Il significato più esatto di “spooky” è “spaventoso”, nel senso dei fantasmi. Per Einstein ammettere l’esistenza del teletrasporto equivaleva a riconoscere una realtà soprannaturale. Per molti scienziati dell’epoca era una specie di scomunica.

Einstein mostrò in un famoso articolo che, secondo la meccanica quantistica, due particelle potevano influenzarsi istantaneamente a distanza, una possibilità negata dalla teoria della relatività. Le spiegazioni possibili erano due. La meccanica quantistica potrebbe “non essere completa”, cioè potrebbero esserci proprietà della materia che ne determinano il comportamento ma che ancora non abbiamo scoperto. Oppure si sarebbe dovuto buttare a mare il principio di località.

La “località” sembrava una proprietà indiscutibile della realtà, prima ancora della teoria fisica: significa che ogni cosa ha una posizione ben precisa e che le cose interagiscono prima con quelle a cui sono vicine. Nella teoria della relatività di Einstein, questo si traduce in una proprietà ben definita: particelle, onde, segnali non possono trasmettersi istantaneamente da un punto all’altro, visto che non possono viaggiare più velocemente della luce (300 mila chilometri al secondo). Rinunciare a questo limite significava abbandonare la teoria della relatività ristretta, a cui la stessa meccanica quantistica doveva parte del suo successo empirico. Impossibile. Fu chiamato “il paradosso EPR” dalle iniziali dei suoi scopritori.

Negli anni sessanta, tuttavia è stato possibile osservare il fenomeno si chiama “entanglement”, cioè “intreccio”, attraverso la generazione in laboratorio due fotoni “intrecciati” (cioè due raggi di luce di debolissima intensità ottenuti dalla separazione di un raggio appena più intenso e che procedono in direzioni diverse). Questi raggi di luce, secondo la meccanica quantistica, hanno proprietà fisiche intrinsecamente casuali, che assumono un valore solo dopo essere state misurate: una di queste è la polarizzazione della luce, lo stesso fenomeno contro cui combattono i fotografi quando vogliono eliminare i riflessi dalle foto con i filtri.

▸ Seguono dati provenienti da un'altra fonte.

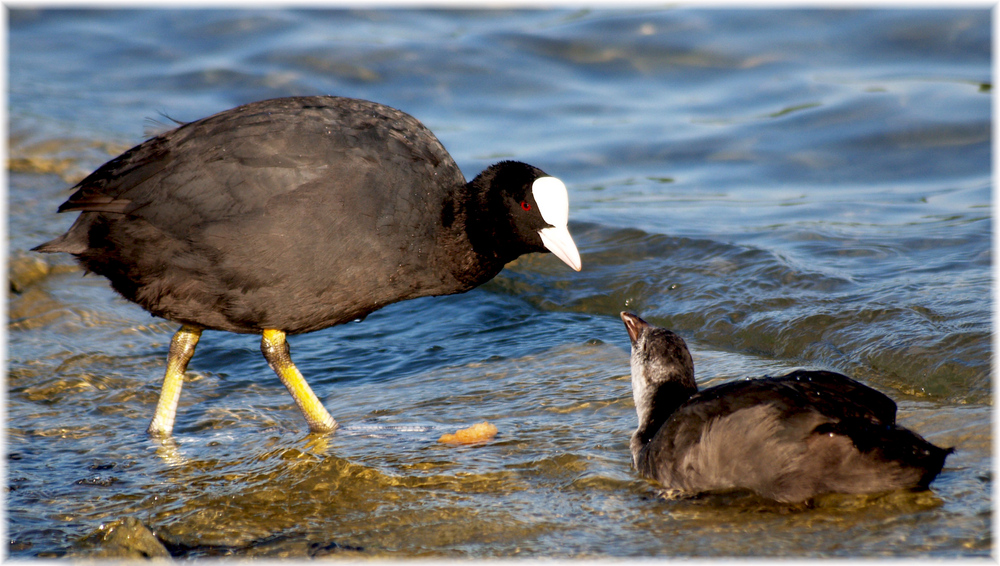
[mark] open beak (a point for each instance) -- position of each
(634, 325)
(558, 241)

Se i fotoni si allontanano tra loro e si misura separatamente la loro polarizzazione, si ottengono valori statisticamente correlati l’uno all’altro, come se anche a grande distanza i fotoni si “copiassero” istantaneamente l’uno sull’altro. Esperimenti del genere sono stati ripetuti su distanze enormi, come quelle che separano la terra dai satelliti in orbita.

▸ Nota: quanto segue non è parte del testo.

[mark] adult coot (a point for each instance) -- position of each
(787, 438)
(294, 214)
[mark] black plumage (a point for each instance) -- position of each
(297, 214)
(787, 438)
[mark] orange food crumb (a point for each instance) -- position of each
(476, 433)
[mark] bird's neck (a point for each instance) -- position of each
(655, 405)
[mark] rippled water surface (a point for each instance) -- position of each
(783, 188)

Se ci si riuscisse con tutte le particelle che compongono un’automobile, riusciremmo a far comparire un’automobile esattamente uguale a un’altra dal nulla: per questo si parla di teletrasporto. Per ora gli scienziati se ne occupano una particella per volta, ma chissà. In ogni caso, la meccanica quantistica sembra decisamente “non locale”.